Most importantly, the Vale case demonstrates how controlling key parts of the supply chain allows a country to manipulate the entire supply chain. From the financing and building of the vessels, to controlling of the ports and the sale and lease back deal, China not only shielded its own maritime industry from strong competition but also strengthened control over one of its biggest sources of iron ore imports.

This will be no less true as China is moving forward with its Belt and Road initiative. BRI aims to create an overarching framework, which will serve these policy objectives including the direction of shipping finance to support Chinese economic interests. Therefore, looking into China’s growing shipping portfolios along with the BRI infrastructure projects, it seems evident that in the near future more of the global seaborne trade will traverse via Chinese-funded ports, on Chinese-funded, Chinese-owned or Chinese-built vessels, providing China with a strong oversight over the global supply chains and a strong leverage to direct those according to its interests.

China’s growing involvement in shipping is setting the foundations for future powerful partnerships in the sector. While European banks remain Greek shipping’s main financiers, holding 80 percent of overall Greek loans (Petrofin, May, 2017), Greek shipowners are increasingly seeking cooperation with China, especially through leasing. The Greek merchant fleet remains the largest in numbers, size and value, and with a large appetite for more funds.

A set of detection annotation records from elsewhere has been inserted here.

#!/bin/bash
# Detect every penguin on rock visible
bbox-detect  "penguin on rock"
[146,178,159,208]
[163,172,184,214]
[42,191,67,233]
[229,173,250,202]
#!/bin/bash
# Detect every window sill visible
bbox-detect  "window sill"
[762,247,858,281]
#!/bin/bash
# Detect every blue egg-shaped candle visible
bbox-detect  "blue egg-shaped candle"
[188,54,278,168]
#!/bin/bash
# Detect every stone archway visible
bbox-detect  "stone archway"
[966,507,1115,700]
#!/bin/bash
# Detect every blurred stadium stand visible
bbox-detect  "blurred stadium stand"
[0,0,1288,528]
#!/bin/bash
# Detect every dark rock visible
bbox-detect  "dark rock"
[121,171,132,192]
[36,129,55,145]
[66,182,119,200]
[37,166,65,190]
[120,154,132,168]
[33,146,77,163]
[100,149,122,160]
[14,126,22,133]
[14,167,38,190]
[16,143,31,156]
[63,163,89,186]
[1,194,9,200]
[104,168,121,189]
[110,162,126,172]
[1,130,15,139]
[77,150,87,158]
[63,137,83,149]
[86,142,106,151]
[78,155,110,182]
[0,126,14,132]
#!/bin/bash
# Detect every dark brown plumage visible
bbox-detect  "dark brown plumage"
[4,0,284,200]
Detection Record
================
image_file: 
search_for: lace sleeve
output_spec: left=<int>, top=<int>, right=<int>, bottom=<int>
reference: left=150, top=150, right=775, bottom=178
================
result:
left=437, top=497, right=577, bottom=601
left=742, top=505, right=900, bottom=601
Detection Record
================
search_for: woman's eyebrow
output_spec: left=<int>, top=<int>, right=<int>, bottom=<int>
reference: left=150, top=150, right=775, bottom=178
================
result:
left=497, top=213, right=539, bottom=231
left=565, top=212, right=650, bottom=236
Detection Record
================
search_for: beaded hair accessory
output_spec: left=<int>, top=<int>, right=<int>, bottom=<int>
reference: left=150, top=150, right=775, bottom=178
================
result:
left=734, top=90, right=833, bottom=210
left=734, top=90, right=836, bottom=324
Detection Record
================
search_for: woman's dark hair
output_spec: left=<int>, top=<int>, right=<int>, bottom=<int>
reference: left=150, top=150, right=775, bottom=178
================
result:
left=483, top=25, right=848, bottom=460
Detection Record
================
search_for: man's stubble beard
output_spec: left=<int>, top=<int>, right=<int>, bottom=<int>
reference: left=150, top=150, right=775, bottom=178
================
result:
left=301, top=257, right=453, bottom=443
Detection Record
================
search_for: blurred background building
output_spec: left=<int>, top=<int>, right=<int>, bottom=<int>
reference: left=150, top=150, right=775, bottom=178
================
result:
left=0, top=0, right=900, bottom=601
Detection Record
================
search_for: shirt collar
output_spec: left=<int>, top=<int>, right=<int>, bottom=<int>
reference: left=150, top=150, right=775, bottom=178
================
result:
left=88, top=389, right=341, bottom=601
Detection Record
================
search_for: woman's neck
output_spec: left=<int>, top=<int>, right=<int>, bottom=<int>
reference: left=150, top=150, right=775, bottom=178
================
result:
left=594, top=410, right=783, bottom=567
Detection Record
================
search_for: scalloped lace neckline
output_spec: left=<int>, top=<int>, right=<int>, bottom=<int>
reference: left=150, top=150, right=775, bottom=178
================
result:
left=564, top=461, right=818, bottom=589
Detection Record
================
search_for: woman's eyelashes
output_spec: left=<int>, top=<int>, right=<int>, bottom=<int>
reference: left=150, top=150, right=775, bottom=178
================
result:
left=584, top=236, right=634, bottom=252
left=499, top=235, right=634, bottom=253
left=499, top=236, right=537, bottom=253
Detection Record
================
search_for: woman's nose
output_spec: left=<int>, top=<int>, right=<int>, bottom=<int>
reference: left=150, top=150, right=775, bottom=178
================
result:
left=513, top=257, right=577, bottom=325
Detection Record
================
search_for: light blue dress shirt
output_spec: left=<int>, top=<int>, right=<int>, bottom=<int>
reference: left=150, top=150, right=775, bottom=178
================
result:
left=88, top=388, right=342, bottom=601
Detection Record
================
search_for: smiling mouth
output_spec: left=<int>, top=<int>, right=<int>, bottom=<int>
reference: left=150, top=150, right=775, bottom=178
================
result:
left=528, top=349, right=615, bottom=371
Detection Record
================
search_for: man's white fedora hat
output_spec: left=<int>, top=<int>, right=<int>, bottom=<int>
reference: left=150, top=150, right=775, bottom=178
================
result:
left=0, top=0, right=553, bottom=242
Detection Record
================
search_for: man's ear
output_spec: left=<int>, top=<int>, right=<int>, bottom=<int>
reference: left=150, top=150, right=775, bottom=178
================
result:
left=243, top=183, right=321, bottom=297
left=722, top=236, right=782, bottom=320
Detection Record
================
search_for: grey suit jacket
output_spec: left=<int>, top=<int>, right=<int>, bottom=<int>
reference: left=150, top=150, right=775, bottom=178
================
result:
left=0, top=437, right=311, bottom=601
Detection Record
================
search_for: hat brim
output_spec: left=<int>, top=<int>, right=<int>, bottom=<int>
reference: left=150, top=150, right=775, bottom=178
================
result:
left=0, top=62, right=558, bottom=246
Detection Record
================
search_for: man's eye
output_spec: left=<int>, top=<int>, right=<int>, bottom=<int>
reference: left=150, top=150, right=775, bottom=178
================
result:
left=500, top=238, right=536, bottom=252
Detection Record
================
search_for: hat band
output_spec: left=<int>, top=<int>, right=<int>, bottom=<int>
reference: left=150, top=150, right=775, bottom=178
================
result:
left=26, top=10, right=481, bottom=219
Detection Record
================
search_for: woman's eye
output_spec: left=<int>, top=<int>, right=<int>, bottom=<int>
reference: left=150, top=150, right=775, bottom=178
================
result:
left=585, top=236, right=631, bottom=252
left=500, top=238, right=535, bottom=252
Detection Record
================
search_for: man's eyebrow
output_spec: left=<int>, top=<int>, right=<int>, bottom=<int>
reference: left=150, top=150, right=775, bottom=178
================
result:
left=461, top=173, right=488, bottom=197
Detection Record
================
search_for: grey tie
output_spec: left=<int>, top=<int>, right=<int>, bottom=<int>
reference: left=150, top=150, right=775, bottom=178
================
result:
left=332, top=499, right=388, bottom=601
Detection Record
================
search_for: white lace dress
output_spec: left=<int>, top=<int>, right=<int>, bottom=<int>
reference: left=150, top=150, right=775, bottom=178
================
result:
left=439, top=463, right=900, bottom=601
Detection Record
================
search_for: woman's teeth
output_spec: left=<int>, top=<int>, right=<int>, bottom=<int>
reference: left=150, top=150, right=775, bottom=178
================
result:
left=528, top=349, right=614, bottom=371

China’s fleet is currently the third largest and growing, and China is likely to gain a larger market share in shipping finance and has an objective to have more control of the global trade routes (Hellenic Shipping News, March 2016). Greek ship owners have been traditionally engaged with China and their ties go back decades. Greek ship owners were also the ones who brought Chinese investors into the Piraeus port. [3] It only makes sense that deepening further Sino-Greek maritime cooperation remains a shared interest. As Katerina Fitsiou from XRTC has contended “Greek ship-owners are the taxi drivers of shipping and China is a superpower increasing their fleet, controlling seaborne trade, having huge banks to finance any project.” Therefore, it is important to monitor closely these synergies as they are poised to shape the future of shipping and global trade routes.

Conclusion

Despite expectations of a rebound in the price of shipping, shipping finance is expected to remain a limited business for Western financial institutions. This will allow Chinese banks to expand operations and establish themselves as global players in the shipping sector. China already possesses the third largest merchant fleet. Given its three-fold expansion in the last decade, a growth rate of seven percent for the past two consecutive years and the central government’s policy, this expansion is expected to continue (Hellenic Shipping News, March 2017). This entails greater shipping power for China, which coupled with funding, and building of maritime infrastructure across the world will give it greater leverage and influence over the global shipping routes, and greater control over global supply chains.

Note

  1. Interview with Greek Shipping Consultant, Dec 2017- Jan 2018.
  2. Andrew Erickson and Gabe Collins, “Beijing’s Energy Security Strategy: The Significance of a Chinese State-Owned Tanker Fleet”, Orbis, 2007.
  3. Asteris Houliaras and Sotiris Petropoulos, “Shipowners, Ports and Diplomats: the Political Economy of Greece’s relations with China”, Asia Europe Journal 2013.